Patricia studied history at the University of Oxford before completing a postgraduate degree in the political economy of violence, conflict, and development at SOAS University of London. She then worked as an aid worker in several African countries, including South Sudan, Somalia, and Uganda. After returning to Ireland and settling on the Carlow-Kilkenny border with her partner in Coolcullen near Castlecomer in County Kilkenny,, she became involved with the Social Democrats, initially volunteering for Gary Gannon before stepping back while renovating a former parish hall into a home. She later re-engaged with the party, motivated by concerns about the quality of public services and a desire to contribute to political change.

==Political career==
In 2024, Stephenson contested the 2024 Irish general election for the Social Democrats as a candidate in Carlow–Kilkenny but was unsuccessful, before subsequently being elected to Seanad Éireann on the Labour Panel.

In October 2025, Stephenson introduced the Domestic Violence (Free Travel Scheme) Bill 2025, proposing a nationwide scheme to give domestic violence survivors and their dependents free travel passes valid across State transport services. In May 2026, the Department of Social Protection introduced the Domestic Violence Travel Supplement, broadly reflecting the proposal. It allows applicants to access transport support without a means test for the first three months, after which continued access may be extended subject to a means assessment and eligibility review. Stephenson described the move as an unusual instance of a government adopting an opposition proposal and credited the Minister for Social Protection, Dara Calleary, for implementing it.

In Summer 2026, Stephenson introduced the Air Navigation and Transport (Amendment) Bill 2026. The legislation seeks to strengthen powers to block the transit of munitions through Shannon Airport and Irish airspace, alongside measures intended to prevent American ICE deportation flights from stopping in Ireland. Stephenson says the Bill would enable the Government "to conduct on-spot inspections of flights".

==Political views==
Stephenson advocates stronger public services, greater social protection, and increased government action on issues such as housing, disability rights, climate policy, and gender-based violence. She argues that the state should play a more active role in addressing social problems and improving public services.

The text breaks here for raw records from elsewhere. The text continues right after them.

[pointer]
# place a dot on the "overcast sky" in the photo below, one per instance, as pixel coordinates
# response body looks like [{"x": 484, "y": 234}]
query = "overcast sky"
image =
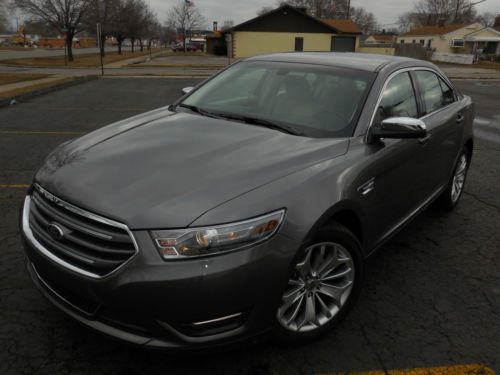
[{"x": 386, "y": 11}]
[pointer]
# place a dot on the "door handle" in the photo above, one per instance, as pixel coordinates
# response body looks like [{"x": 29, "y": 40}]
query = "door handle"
[{"x": 424, "y": 140}]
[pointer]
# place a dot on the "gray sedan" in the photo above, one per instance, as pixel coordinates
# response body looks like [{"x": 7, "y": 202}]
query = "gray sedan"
[{"x": 248, "y": 207}]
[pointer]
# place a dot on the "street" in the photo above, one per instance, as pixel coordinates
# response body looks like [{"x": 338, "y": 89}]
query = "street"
[
  {"x": 431, "y": 296},
  {"x": 6, "y": 54}
]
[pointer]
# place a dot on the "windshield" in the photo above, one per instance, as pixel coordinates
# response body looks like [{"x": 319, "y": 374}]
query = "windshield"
[{"x": 313, "y": 100}]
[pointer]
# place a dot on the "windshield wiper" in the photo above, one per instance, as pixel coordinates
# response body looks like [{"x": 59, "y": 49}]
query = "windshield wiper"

On domestic, sexual, and gender-based violence, Stephenson argues that Fianna Fáil/Fine Gael government responses have been too slow and that greater attention should be paid to prevention through education, cultural change, and safer online environments. She supports stronger regulation of social media and technology companies and believes governments should be more willing to intervene against harmful online content.

In foreign affairs, she supports stronger Irish action regarding Israeli settlements in the occupied Palestinian territories and argues that Ireland should fully implement what she sees as its obligations under international law.

Regarding constitutional issues, Stephenson supports planning and preparation for the possibility of Irish reunification. She argues that discussions about the island's future should be informed by public consultation and structured deliberation, including citizens' assemblies. She also emphasises the need for greater understanding and engagement between communities in Northern Ireland and the Republic.

Stephenson has cited John Hume and Bernadette McAliskey as major political influences on her.